I dati che fanno da supporto allo studio sono quelli raccolti dalla sonda Cassini in occasione del suo passaggio ravvicinato avvenuto nel settembre 2005. In tale circostanza gli strumenti della sonda (lo spettrografo ultravioletto e lo spettrometro visuale e infrarosso) hanno confermato la presenza di ghiaccio d’acqua sulla superficie di Iperione. Dallo studio delle immagini, poi, i planetologi hanno dedotto che questo ghiaccio è in forma cristallina, proprio come sulla Terra.
I dati della Cassini, però, non si limitano a segnalare la presenza del ghiaccio d’acqua e, dunque, a confermare le osservazioni compiute da Terra. Le rilevazioni degli strumenti, infatti, hanno permesso di scoprire che a questo ghiaccio è frammisto ghiaccio di anidride carbonica e, inoltre, che sulla superficie di Iperione vi sono macchie più scure, il cui profilo spettrale si adatta alla perfezione a quello degli idrocarburi.

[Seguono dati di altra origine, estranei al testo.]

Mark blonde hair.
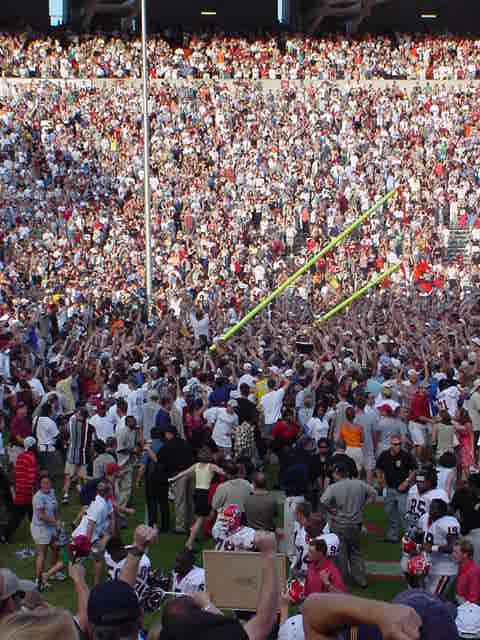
[0,607,78,640]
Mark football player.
[212,504,273,551]
[418,498,460,598]
[104,537,152,603]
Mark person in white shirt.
[260,378,290,438]
[107,398,128,433]
[72,482,113,584]
[25,369,45,401]
[33,402,60,478]
[418,498,460,598]
[105,538,152,604]
[237,362,257,393]
[208,400,239,456]
[88,402,115,442]
[190,308,210,341]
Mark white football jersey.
[212,518,256,551]
[105,551,152,603]
[172,567,205,593]
[406,484,450,526]
[418,513,460,576]
[320,533,340,557]
[291,522,310,575]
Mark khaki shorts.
[65,462,87,478]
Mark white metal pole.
[141,0,152,317]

L’interpretazione data dai planetologi a quest’ultima rilevazione è che sulla superficie della luna di Saturno ci si potrebbe anche imbattere in crateri caratterizzati dalla presenza di una notevole quantità di idrocarburi.
“Si tratta di una scoperta molto importante – ha commentato Dale Cruikshank, planetologo del NASA Ames Research Center e autore principale dello studio – perché queste molecole, quando sono immerse nel ghiaccio e vengono esposte alla radiazione ultravioletta, originano nuove molecole estremamente significative dal punto di vista biologico. Questo non significa certo che si sia trovata la vita, ma è un’ulteriore indicazione che le basi chimiche necessarie alla vita sono sparse dovunque nell’universo.”
Al di là delle possibili connessioni astrobiologiche, però, quello che più interessa i planetologi è vedere quale aiuto concreto le rilevazioni della Cassini possono portare alla ricostruzione del passato di Iperione.